There is a Transport section in the Wikipedia entry for the scheme. This is said.

Under agreed planning rules, the site is not allowed to transport coal from the site via road. All extract is therefore moved to the rear (East) of the site where the coal is separated and washed at the Cwmbargoed Washery. Built in 1959 on land to the north and east of the railway connection to Fochriw Colliery, the coal washery was refurbished by Celtic Energy in 1992. DB Schenker trains then move the washed coal from site to Aberthaw Power Station, along the former route of the Rhymney Railway. Joining the modern Rhymney Line just south of Ystrad Mynach railway station, the trains then travel onwards via Cardiff and the Vale of Glamorgan Line to Aberthaw, enabling Ffos-y-fran to supply 40% of the coal to Aberthaw power station.

It must be challenging driving a Class 66 locomotive with a train of full coal wagons down the mountain.

It was this railway I had followed up the mountain.

Before I leave Merthyr Tydfil, look at this Google Map of the town.

Merthyr Tydfil And Rhymney

Merthyr Tydfil And Rhymney

The East Merthyr Reclamation Scheme is in the middle, flanked by Merthyr Tydfil in the West and Rhymney in the East.

So if the Authorities in South Wales are thinking of building a station on this line at Nelson, are they thinking of reopening this line after the scheme has finished extracting coal, as a second rail route to Merthyr Tydfil?

Coming back down the mountain from Merthyr, the first possible station from my list of possible stations is Bedlinog.

This Google Map shows the rail line going through the village.

Bedlinog And The Railway

Bedlinog And The Railway

Note that Bedlinog already has a Railway Inn.

After Bedlinog, the next one on the list is Trelewis. This is the Google Map

Trelewis And The Railway

Trelewis And The Railway

The railway goes between the Primary School and the Kigdom Hall.

And then it’s back to where I started this quest at Nelson, of which this is the Google Map.

Nelson And The Railway

Nelson And The Railway

The railway then goes South-East to join the Rymney Line at Ystrad Mynach station.

Trains For The Route

The task of hauling empty wagons up the mountain is not to much for a Class 66 locomotive, so I suspect that a multiple unit could be designed to handle a route like this, of which there are several in the Cardiff Valley Lines.
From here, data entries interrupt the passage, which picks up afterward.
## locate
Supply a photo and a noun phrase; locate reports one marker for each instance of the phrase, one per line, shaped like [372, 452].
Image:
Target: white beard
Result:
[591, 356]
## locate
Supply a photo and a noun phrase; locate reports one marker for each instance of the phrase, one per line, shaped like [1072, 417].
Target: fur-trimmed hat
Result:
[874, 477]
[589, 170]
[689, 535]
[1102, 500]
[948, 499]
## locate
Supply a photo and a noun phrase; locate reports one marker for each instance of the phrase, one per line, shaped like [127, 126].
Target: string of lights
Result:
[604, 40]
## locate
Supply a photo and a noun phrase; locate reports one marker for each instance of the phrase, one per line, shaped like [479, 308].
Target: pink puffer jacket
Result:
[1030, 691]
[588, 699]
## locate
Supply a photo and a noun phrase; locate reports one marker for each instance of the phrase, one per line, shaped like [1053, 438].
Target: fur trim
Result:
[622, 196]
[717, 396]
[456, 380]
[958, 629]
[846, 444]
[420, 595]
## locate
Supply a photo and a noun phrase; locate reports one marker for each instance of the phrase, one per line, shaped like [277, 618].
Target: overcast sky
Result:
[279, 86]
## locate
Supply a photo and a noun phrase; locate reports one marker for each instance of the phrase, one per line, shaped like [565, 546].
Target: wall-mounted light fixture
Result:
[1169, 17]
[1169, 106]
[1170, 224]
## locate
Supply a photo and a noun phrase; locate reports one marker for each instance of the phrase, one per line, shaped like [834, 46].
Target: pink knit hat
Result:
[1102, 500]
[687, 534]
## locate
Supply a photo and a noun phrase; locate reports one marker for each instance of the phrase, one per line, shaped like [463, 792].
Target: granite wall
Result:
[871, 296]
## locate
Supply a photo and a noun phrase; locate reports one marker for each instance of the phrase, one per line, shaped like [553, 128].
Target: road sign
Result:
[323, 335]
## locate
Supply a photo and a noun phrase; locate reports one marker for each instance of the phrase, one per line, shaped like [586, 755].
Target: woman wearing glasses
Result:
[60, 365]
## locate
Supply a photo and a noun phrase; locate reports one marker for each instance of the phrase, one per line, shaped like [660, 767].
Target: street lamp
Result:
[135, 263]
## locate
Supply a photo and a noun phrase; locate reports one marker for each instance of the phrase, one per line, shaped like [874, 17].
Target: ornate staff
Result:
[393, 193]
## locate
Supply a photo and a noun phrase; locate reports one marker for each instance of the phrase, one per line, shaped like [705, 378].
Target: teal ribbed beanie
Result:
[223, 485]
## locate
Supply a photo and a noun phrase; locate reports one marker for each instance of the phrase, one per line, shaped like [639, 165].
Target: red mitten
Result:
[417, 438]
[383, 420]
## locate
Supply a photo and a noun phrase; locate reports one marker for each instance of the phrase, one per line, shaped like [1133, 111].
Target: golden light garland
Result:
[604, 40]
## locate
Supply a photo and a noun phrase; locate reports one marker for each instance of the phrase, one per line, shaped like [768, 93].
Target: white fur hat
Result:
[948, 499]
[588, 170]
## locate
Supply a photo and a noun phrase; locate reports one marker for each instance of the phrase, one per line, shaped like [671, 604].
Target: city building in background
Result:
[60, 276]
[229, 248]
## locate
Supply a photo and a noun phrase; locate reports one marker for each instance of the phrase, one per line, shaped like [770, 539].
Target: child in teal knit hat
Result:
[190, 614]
Either electric or diesel multiple units could probably manage the climbs, if they were designed for it, but would electreifying these routes be a feasible undertaking, given the difficulties of working on these busy lines.

But train technology is moving on and with the Class 319 Flex, we are getting close to having a true tri-mode train, with diesel, electric and battery power.

The Welsh Government have said they want new trains for these routes and I suspect engineers are working on a product tailored to run these routes efficiently.

So could we see a quad-mode train for the Valleys?

  • Four-car electrical multiple unit.
  • Onboard energy storage.
  • Perhaps even a small diesel generator for the difficult bits.
  • Gravity power, which the lines have in abundance, to use with regenerative braking to charge the batteries on the descent.
  • As modern trains can deploy pantographs automatically, some selective electrification could be added as the project develops.

I would also commit the ultimate heresy and use third-rail electrification on the steep parts at the heads of the valleys.

Consider.

  • Bombardier, Siemens and others make reliable dual-voltage trains.
  • Both electrification systems have their good and bad points.
  • It must be less intrusive and disruptive to install third-rail electrification.
  • Is overhead electrification more prone to weather damage?
  • Network Rail seem to be terribly accident-prone when it comes to overhead electrification.

In the end costs and overall reliability will decide.

But I do think sometimes, that Network Rail always chooses overhead electrification, even if third rail will be more reliable, less intrusive and more affordable.

But I’m sure that all the technology has now been proven to create a very efficient modern electric train to work the Valley Lines, which have been electrified using a great deal of innovation and common sense.